放課後の図書室。
メモ帳は、ちゃんと今日もあの場所にあった。
(……あるってわかってても、ドキドキするのずるい)
ページをそっと開く。
『部活はサッカー。まあ、ポジションは……それなりに目立つ方かも?
でも、最近は勉強と両立が難しいよ。たまに図書室で落ち着くの、わりと気に入ってる』
…やっぱり。
サッカー部。
それに…、“目立つポジション”って
これってもう、タクミ先輩ってことでいいよね!?
しかも、図書室のことも書いてあるし——
勉強との両立って
先輩、3年生だし受験生だし、成績もいいとしても悩みはあるんだな…
ちょっと、親近感。
胸が、また勝手に跳ねた。
私……、タクミ先輩と、話してる。
やばくない?
私はペンを取った。
その手がちょっと震えてたかもしれない。気のせいかな。
『サッカーと勉強、どっちもってすごい…!
すごすぎて、正直ちょっとびっくりした(笑)
息抜きとか出来てる?私は動画見るの好きだよ!』
ほんとは、
『あなたはだれ?』
そう書きたかった。
だけど、それを聞いてしまうのは、なぜだかルール違反に思えた。
このメモの、“コロッケパン”さんに、私に気づいてほしいし
“コロッケパン”さんの正体を知りたい。

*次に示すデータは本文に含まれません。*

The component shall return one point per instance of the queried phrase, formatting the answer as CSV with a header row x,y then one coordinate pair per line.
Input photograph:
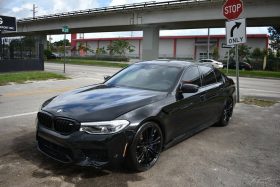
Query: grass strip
x,y
258,102
255,74
22,77
92,62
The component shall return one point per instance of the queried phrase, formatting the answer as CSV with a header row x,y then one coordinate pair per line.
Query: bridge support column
x,y
150,44
41,44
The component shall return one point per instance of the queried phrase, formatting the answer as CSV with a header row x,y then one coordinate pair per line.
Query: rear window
x,y
208,75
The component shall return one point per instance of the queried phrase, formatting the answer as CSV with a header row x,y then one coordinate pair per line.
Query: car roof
x,y
168,62
175,63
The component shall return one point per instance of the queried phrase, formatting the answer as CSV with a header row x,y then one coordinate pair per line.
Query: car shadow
x,y
25,147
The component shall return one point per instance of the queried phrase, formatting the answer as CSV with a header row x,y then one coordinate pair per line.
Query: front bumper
x,y
84,149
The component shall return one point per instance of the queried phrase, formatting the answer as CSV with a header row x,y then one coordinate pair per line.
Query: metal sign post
x,y
1,51
65,29
236,34
64,52
237,73
228,47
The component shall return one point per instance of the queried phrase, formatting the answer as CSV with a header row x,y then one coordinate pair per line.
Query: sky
x,y
23,9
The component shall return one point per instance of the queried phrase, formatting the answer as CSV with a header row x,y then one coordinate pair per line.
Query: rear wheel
x,y
146,147
226,113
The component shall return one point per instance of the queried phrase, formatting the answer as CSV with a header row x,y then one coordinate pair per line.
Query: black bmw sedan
x,y
135,114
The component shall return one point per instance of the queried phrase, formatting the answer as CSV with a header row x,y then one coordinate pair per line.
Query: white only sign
x,y
236,31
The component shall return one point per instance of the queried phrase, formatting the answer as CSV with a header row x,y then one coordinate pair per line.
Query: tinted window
x,y
208,75
218,75
192,76
147,76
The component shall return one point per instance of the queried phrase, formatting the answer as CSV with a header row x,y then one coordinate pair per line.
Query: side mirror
x,y
189,88
107,77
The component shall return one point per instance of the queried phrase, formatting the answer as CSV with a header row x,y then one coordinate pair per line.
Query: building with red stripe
x,y
187,47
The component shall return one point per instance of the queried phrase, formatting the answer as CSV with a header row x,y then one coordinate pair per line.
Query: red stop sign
x,y
232,9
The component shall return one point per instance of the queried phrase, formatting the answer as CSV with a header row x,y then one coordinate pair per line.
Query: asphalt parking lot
x,y
245,153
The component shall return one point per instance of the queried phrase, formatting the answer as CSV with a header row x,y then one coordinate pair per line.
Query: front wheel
x,y
226,113
146,147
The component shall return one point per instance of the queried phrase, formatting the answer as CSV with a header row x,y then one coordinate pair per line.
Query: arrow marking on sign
x,y
237,25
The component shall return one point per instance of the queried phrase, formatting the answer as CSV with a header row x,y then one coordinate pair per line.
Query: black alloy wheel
x,y
146,147
227,113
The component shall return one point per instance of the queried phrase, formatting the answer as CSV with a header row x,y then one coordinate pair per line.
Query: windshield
x,y
147,76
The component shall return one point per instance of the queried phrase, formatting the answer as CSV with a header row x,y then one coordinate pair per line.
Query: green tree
x,y
120,47
274,36
216,55
243,52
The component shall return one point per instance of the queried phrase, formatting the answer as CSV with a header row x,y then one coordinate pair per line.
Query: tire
x,y
145,148
226,113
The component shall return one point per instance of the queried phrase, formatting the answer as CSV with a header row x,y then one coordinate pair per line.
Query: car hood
x,y
100,102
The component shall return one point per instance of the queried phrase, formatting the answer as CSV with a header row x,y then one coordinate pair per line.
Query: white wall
x,y
166,48
185,48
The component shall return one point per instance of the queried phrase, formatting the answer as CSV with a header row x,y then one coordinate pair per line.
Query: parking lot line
x,y
18,115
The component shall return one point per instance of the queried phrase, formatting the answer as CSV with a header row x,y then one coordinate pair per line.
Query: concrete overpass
x,y
150,17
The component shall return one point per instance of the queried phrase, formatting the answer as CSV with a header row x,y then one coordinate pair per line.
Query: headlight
x,y
104,127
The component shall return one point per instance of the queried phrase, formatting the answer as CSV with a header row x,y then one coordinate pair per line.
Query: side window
x,y
208,76
218,75
192,76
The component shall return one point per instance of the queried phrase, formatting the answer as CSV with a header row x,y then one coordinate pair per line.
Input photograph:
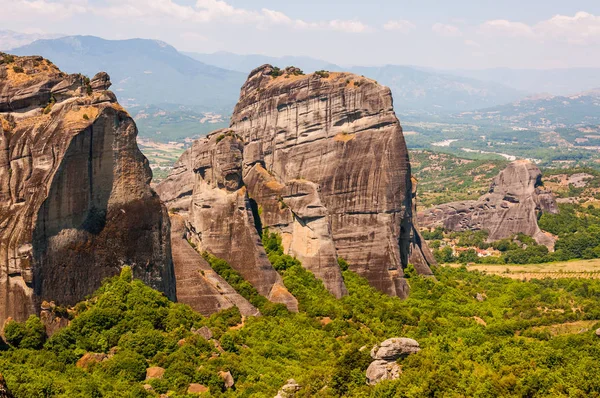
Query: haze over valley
x,y
219,198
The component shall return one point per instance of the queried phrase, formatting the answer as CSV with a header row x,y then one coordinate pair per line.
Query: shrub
x,y
126,365
30,334
276,72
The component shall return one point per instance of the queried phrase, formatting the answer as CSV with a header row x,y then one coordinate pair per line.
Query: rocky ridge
x,y
319,159
75,199
385,355
511,206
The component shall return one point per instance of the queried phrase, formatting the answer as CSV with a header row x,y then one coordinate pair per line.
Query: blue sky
x,y
441,34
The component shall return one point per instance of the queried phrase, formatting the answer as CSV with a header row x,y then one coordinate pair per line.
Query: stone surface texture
x,y
319,159
75,197
385,355
512,205
198,285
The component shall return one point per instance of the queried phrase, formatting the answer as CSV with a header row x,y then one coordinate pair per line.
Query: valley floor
x,y
588,269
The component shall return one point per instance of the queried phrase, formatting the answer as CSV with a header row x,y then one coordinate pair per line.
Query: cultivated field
x,y
589,269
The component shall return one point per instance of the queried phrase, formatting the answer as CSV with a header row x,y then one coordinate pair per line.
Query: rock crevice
x,y
319,159
515,199
75,199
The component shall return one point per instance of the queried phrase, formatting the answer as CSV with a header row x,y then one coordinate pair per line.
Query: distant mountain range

会いたい。
……でも本当にタクミ先輩だったら
会うのは緊張しちゃうな。
二人で会うのなんて無理だから、誰か……親友の茜に付いてきてもらったりとか?
なんて今からそんなこと考えたって意味ないって。
首を横に振って、メモ帳を閉じて、戻す。
顔が熱い。赤くなっちゃってるかな?
もうどうしたらいいかわからない。
閉め切った窓の向こうでサッカー部の声が遠く聞こえる。
私、まじで――
このメモにみんな持っていかれてるかも。